Ashar enjoyed fielding these questions and did his best to stoke the imaginations of the bored Frenchmen. Yes, the tombs belonging to the dead pharaohs were stocked with riches enough to put even the Bourbon court to shame; and yet, they were guarded by ancient curses and magic that no Frenchman could possibly hope to understand. Yes, the women of Egypt would bring these foreign invaders to their knees.
But for the Mameluke warriors, Ashar showed only a mystifying respect, even a reluctance to speak of them. He assured André, and once or twice admitted frankly to the generals aboard, that they would not fear General Bonaparte’s reputation at all. The Mamelukes were brought up with fierce principles of courage and loyalty; fear was not part of their tradition.

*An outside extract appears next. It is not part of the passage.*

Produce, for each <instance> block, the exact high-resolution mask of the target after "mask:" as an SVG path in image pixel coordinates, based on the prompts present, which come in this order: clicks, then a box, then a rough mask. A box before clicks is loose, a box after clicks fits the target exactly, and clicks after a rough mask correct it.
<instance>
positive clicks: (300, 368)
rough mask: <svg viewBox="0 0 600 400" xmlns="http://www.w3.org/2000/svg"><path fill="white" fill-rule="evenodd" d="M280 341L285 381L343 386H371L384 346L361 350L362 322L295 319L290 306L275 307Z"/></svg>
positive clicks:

Some of the officers scoffed at the Egyptian’s warnings, claiming that he was a mere Bedouin Arab, enamored by the power of his overlords, and that his fears were exaggerated. But André could not help but feel unease toward this arrogant way of thinking; what had become of his countrymen who had foolishly undervalued and dismissed the opinions of peasants? And what would become of a force that disregarded the ancient wisdom of the local forces it sought to conquer?
André’s main objective those days was to remain out of the path of General Murat. The general, though he had seen André several times since his sudden release, had refrained from acknowledging him in any way. And yet André, as well acquainted as he was with the general’s loathing, knew it was only a matter of time before his senior’s gray-eyed gaze alighted on him once more; Murat was not one to forget a grievance.